When you count them all up, there are exactly 36 sequential digit numbers in existence. You can generate every single one and then just filter by the range.
The approach
The plan is clean:
- Loop over every possible length from 2 to 9.
- For each length, loop over every valid starting digit (1 through
9 - length + 1). - Build the number by appending consecutive digits.
- If the number falls within
[low, high], add it to the result.
Because you iterate lengths from small to large and starting digits from small to large, the output is automatically sorted. No extra sorting step needed.
def sequential_digits(low: int, high: int) -> list[int]:
results = []
for length in range(2, 10):
for start in range(1, 10 - length + 1):
num = 0
for i in range(length):
num = num * 10 + (start + i)
if low <= num <= high:
results.append(num)
return results
The inner loop that builds num is doing digit-by-digit construction.

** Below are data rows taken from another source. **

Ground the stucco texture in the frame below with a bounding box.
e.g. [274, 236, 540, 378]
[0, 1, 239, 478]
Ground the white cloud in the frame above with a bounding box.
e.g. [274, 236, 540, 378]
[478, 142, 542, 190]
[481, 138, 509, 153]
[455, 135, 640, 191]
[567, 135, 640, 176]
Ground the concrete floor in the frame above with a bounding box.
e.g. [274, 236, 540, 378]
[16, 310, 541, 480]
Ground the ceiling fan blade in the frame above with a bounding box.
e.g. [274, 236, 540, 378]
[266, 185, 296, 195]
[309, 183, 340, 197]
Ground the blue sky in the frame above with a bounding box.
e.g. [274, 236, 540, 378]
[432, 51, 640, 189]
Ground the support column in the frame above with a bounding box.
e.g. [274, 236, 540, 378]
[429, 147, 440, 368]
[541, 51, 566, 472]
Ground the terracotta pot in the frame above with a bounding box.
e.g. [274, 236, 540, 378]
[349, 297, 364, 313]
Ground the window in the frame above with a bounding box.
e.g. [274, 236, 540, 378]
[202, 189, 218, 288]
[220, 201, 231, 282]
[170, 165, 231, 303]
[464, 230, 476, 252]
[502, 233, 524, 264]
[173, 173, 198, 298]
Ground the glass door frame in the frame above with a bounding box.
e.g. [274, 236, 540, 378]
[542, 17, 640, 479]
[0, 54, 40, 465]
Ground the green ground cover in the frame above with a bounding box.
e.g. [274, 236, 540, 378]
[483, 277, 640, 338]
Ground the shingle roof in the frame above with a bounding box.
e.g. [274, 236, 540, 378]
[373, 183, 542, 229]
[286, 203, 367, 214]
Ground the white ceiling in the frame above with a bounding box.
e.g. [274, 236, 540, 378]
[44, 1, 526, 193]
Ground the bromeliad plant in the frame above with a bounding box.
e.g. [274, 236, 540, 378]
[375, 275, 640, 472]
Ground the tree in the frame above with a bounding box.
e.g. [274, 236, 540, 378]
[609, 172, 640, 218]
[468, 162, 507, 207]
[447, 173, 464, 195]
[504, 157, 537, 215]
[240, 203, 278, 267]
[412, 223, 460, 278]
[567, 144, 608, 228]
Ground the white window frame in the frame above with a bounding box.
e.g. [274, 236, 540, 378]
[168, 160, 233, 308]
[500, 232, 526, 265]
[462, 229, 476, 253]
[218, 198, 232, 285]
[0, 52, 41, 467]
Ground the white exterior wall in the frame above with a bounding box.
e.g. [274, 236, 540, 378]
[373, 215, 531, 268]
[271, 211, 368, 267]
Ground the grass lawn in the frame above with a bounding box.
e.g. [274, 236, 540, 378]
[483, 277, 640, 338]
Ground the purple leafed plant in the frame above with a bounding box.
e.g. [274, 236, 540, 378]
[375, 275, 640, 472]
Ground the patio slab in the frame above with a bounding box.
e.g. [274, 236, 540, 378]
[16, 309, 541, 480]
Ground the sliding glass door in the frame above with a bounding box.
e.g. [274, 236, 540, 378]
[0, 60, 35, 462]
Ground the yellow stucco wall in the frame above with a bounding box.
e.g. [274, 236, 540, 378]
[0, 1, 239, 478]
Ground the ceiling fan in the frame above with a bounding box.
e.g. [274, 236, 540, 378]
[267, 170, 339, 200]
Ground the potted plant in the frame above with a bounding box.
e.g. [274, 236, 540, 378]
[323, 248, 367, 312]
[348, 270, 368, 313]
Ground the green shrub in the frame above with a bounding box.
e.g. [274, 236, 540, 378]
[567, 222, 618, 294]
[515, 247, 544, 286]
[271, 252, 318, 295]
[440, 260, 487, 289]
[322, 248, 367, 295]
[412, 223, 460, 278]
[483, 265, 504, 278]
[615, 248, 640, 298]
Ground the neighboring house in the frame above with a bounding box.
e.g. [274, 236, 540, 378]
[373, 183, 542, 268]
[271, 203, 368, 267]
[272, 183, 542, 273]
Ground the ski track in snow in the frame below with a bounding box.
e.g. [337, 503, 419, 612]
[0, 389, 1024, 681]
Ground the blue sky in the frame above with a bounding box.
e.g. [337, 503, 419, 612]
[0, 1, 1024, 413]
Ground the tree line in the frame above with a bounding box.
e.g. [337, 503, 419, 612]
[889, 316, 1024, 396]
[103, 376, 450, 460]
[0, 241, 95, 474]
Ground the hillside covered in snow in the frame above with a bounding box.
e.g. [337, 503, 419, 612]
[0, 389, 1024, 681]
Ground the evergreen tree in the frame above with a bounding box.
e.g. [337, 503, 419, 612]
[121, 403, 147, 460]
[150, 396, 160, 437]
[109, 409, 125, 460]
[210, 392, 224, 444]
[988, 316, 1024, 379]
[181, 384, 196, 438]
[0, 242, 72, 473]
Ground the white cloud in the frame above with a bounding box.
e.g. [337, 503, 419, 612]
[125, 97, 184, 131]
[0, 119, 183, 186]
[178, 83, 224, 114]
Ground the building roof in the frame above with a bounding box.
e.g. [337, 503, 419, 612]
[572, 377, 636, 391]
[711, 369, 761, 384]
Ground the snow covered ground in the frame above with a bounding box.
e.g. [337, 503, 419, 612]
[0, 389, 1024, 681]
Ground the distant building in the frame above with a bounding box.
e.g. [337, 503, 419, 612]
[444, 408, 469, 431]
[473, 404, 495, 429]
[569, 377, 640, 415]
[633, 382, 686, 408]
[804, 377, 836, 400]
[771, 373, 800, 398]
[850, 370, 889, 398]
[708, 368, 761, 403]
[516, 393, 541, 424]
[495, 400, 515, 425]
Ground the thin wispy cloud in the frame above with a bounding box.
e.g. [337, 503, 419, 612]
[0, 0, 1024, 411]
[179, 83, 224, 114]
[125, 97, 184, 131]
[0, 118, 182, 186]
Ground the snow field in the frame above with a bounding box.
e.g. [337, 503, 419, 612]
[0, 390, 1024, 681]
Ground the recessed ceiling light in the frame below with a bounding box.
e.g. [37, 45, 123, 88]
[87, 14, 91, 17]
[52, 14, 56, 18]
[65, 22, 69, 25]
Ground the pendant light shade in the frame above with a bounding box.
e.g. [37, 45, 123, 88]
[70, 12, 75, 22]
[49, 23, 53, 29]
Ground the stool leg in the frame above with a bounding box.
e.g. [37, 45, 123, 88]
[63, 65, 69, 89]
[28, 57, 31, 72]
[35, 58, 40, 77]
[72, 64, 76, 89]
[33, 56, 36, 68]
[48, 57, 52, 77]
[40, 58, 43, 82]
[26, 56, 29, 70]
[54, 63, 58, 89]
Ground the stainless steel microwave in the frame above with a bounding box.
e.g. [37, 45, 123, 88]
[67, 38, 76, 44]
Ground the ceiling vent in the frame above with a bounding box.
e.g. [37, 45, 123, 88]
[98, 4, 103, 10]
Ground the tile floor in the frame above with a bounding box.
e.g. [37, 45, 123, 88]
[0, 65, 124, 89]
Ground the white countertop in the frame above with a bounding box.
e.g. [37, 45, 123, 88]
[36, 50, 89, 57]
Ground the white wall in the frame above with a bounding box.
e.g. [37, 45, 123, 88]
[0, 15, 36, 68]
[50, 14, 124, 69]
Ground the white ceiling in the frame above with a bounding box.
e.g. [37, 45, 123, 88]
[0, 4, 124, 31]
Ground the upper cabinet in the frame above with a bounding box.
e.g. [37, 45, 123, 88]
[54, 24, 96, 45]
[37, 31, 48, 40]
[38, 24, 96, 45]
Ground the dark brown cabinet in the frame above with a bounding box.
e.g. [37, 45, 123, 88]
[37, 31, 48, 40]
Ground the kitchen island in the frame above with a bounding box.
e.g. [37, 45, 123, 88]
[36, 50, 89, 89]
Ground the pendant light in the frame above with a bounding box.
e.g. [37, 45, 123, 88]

If start = 3 and length = 4, it computes:
num = 0 * 10 + 3 = 3num = 3 * 10 + 4 = 34num = 34 * 10 + 5 = 345num = 345 * 10 + 6 = 3456
That is 3456, a sequential digit number starting at 3 with length 4.
Visual walkthrough
Let's trace through the algorithm with low = 100 and high = 300. Since both are 3-digit numbers, only length-3 candidates can possibly fit (length-2 numbers are at most 89, and length-4 numbers start at 1234).
Step 1: Enumerate all sequential digit numbers (low=100, high=300)
There are only 36 possible sequential digit numbers total (lengths 2 through 9). We generate them all by iterating over each possible starting digit and length.
Step 2: Filter to range [100, 300]
100 ≤ num ≤ 300We only need length-3 numbers since low=100 has 3 digits and high=300 has 3 digits. From the length-3 candidates, only 123 and 234 fall within [100, 300].
Step 3: Return the result
The result is already sorted because we generate numbers in order of length and starting digit.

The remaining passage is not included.